Ночь же желала схорониться в звуке струн. Сан глядел по сторонам и понимал, что Сонхва прав, прав во всех смыслах. Лучше места и часа для этой песни было не найти. До него доходило сейчас запоздало: сочная сосиска, пыль под ногами и треск костра, перемежающийся с тем, что ему вдруг подсунули сегодня — музыкой. Сан всё ещё думал о первом куплете и вспоминал… да, должно быть, оригинальное исполнение принадлежало женщине. Он так много раз слышал, как её играют на гитаре, и это было так давно, и его приятели меняли строчки на «пусть я тебе уже не друг, ты за меня пойдёшь на смерть…» — или как там? «Друг» — это ведь к мужчине? Сан вряд ли был пьян. Наверняка это к ночи его так разморило; он подумал о том, что неплохо было бы пойти спать после этого всего, но строчки, тянущиеся нараспев, планировали закончиться только через вечность.
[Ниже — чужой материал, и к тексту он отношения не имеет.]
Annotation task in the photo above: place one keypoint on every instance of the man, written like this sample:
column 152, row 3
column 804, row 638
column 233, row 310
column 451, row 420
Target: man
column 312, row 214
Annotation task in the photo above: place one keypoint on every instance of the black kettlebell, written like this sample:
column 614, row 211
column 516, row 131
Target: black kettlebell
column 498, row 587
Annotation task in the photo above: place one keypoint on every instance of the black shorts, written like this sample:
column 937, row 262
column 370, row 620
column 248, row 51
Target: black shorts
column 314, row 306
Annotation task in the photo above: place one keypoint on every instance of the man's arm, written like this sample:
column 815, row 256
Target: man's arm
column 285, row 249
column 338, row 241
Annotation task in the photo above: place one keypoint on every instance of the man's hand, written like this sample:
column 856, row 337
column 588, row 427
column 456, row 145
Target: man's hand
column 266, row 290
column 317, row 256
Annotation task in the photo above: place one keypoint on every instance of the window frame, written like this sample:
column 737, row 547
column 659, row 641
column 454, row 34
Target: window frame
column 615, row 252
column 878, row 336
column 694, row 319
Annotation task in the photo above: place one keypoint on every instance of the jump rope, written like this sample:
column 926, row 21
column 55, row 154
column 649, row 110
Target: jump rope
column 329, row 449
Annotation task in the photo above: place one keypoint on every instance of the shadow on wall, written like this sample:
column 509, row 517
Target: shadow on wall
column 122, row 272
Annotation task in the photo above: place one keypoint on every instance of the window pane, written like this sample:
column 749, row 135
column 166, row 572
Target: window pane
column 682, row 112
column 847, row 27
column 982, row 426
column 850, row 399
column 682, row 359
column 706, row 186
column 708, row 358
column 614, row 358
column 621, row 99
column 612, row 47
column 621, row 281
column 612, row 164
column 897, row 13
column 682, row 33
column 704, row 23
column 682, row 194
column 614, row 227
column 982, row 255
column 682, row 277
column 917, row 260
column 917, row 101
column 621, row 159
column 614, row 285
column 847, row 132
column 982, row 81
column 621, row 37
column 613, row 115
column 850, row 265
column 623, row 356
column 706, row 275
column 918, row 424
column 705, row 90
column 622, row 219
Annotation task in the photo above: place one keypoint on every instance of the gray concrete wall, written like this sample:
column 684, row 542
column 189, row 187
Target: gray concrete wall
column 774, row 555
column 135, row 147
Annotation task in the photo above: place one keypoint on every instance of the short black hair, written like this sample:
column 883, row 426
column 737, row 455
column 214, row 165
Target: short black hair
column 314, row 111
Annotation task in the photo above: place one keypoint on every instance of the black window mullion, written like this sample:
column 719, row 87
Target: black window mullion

Плевать, если надежды нет -

Нужны лишь сёдла и сбруя.

В руках горячих слёзы спрячь,

Пока не подошёл рассвет.

Он вспомнил, как в одного из пацанов, одержимых этой песней, однажды влюбилась сестра Сана. Весело же тогда было её дразнить! В юности мысли бегали с ужасающей быстротой и Сан мог думать море вещей одновременно — так и сейчас, по всей видимости, он делал: воспоминания крутились засвеченной плёнкой, пока он контролировал прожарку корочки и поглядывал на Сонхва. Тот сидел с ровной спиной даже сейчас, когда стул под ним прогибался, создавая неудобство ногам. Когда слова нужно было слепить более драматично, он прикрывал глаза; Сан никогда не понимал, почему во время так делают, потому что с таким же успехом можно петь и с открытыми глазами. Однако, как бы скептично он не относился к музыке, ему хотелось вести себя максимально тихо, а значит, нравилось. Ему хотелось дослушать до конца, не прерывая, чтобы узнать, как Сонхва обернёт каждое слово в свой голос.

Проглотишь спичку — и сгореть

Уж не сгоришь ни здесь, ни там.

Запоминай: я передам

Нашу любовь в сердца коней.

И в свете тысячи огней

Не разглядят, как я иду.

Я буду завтра в том саду,

Что тебе…

Что…

Что тебе снился…

Прекрасная картина, которую рисовал ум, стала потихоньку блекнуть, и Сан быстро перебрал строчки в памяти, чтобы подсказать Сонхва. — Сто… ночей? Тот всё помнил. Дело было в другом. Сан присмотрелся и разглядел, как у него дрожит нижняя губа. — Да, — только и ответил Сонхва, но лицо закрыл руками, чтобы быстро вздохнуть и снова посмотреть на костёр. — Что-то не так?.. Сану редко приходилось конфронтировать со слезами вот так, прямо. Сонхва хоть и пытался остановить их, успокоить себя глубоким дыханием, но не убегал, не отворачивался и не пытался замять всё шутками или другими отвлечёнными фразами. Похоже было на то, что его редко осуждали за слёзы. Или он знал, что Сан его не осудит. Да ну. Бред. Откуда ему? С чего бы ему думать, что Сан настолько добродушный? — Ну… Антеро, — наконец выдавил Сонхва, когда Сан от него ответа уже и не ждал. — Он… — Любил эту песню? Ох... Понятно, известная история. — Зачем я вообще это начал, — проговорил Сонхва, раздражаясь на себя. Он положил гитару за спину и подтёр глаза аккуратными выверенными движениями, словно и сейчас на нём был макияж. Сан всё ещё не знал, как ему реагировать, а потому просто протянул тарелку, на которой уже почти не осталось сосисок. Сонхва от злости съел ещё одну; теперь уже можно было не дуть на них, они подостыли и стали немного не такими вкусными, но Сонхва вряд ли знал, что весь смак подобных сосисок — есть их тогда, когда они ещё обжигают губы. Сан отправил его в дом, чтобы самому заняться костром и уборкой всего, что они успели притащить, и не забыть ни одной шпажки. Он тщетно убеждал себя в том, что правильно сделал, оставив Сонхва быть одному, но осуждающие голоса всё-таки шептали, что нужно было сказать что-то. Что-то поддерживающее. Но что Сан мог ему сказать? Он едва ли справлялся с тем, чтобы поддерживать самого себя. Поднявшись к себе на ватных ногах, он всё ещё долго не мог уснуть. В голове крутились строчки песни; Сонхва оставалось допеть последний припев. Сан переделывал строчки и так, и эдак, чтобы приблизиться к призрачным исчезающим звукам, которые помнил из юности.

Проглотишь спичку — и сгореть

Тебе уж не позволю я.

Запоминай: найдёшь всегда

Мою любовь в глазах коней.

Терпения и особенной симпатии к музыке в Сане не было — и всё же он пропел его тихо. Тогда ночь простила его и наконец позволила уснуть.